Forças israelenses e colonos realizaram 1.872 ataques contra palestinos e suas propriedades em toda a Cisjordânia ocupada durante o mês de janeiro, revela um novo relatório, destacando uma forte escalada da violência, do deslocamento forçado e da atividade de assentamentos.
Desses ataques, 1.404 foram realizados pelas forças militares e de segurança israelenses, enquanto 468 foram conduzidos por colonos, frequentemente sob a proteção das tropas israelenses, de acordo com dados publicados na terça-feira pela Comissão de Resistência à Colonização e ao Muro.
Os incidentes ocorreram em vários governatorados da Cisjordânia, incluindo al-Khalil, Ramallah, al-Bireh, Nablus e al-Quds. Segundo autoridades palestinas e monitores de direitos humanos, os ataques sugerem uma política sistemática destinada a deslocar palestinos e fortalecer o controle israelense sobre áreas estratégicas.
Comunidades beduínas palestinas também foram afetadas de forma desproporcional, com pelo menos 125 famílias deslocadas à força de três comunidades ao longo do mês.
O relatório documentou 349 casos de vandalismo e roubo cometidos por colonos, incluindo a destruição, o envenenamento ou o arrancamento de 1.245 oliveiras, que são fundamentais para os agricultores palestinos.
As autoridades israelenses também aceleraram a construção de assentamentos e a apropriação de terras, confiscando um total de 744 dununs de terras palestinas em janeiro e avançando ou revisando 21 planos diretores de assentamentos que envolvem 2.729 novas unidades habitacionais.

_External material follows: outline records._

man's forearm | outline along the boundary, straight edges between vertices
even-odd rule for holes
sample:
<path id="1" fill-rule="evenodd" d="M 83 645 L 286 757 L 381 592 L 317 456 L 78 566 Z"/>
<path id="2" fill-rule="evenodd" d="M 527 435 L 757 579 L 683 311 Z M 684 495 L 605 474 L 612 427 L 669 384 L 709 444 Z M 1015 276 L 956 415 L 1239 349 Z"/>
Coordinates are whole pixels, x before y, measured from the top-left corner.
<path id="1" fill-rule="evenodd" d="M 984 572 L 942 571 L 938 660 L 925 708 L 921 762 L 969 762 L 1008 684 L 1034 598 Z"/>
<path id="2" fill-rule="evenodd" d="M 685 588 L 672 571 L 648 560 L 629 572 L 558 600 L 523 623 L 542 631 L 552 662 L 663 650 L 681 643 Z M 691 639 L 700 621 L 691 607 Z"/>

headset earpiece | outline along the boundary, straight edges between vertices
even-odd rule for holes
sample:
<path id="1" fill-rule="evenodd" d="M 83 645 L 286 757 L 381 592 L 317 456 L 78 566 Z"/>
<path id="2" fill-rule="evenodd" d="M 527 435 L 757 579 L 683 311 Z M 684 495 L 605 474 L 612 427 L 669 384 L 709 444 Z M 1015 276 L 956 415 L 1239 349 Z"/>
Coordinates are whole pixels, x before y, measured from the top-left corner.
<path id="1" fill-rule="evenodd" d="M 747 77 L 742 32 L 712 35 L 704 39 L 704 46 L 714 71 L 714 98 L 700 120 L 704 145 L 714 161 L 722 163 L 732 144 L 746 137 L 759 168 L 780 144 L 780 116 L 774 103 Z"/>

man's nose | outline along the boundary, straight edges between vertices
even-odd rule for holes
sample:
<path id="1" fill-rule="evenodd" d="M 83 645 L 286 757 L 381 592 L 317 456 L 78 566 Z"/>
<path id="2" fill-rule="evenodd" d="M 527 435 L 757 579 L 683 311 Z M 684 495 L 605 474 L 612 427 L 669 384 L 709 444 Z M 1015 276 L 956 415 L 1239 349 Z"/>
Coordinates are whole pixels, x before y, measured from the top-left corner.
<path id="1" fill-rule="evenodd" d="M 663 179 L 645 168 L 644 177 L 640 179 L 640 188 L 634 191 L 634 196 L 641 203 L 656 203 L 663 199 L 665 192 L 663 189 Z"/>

Além disso, as forças israelenses realizaram 59 operações de demolição, destruindo 126 estruturas palestinas, incluindo 77 casas habitadas, ao mesmo tempo em que emitiram 40 novas ordens de demolição, a maioria delas no governatorado de al-Khalil.
As forças israelenses intensificaram incursões diárias e restrições de movimento em toda a Cisjordânia, incluindo o bloqueio de estradas agrícolas em Sebastia, patrulhas e invasões de lojas em Silwan e Hizma, e ataques armados em Khirbet al-Kharaba.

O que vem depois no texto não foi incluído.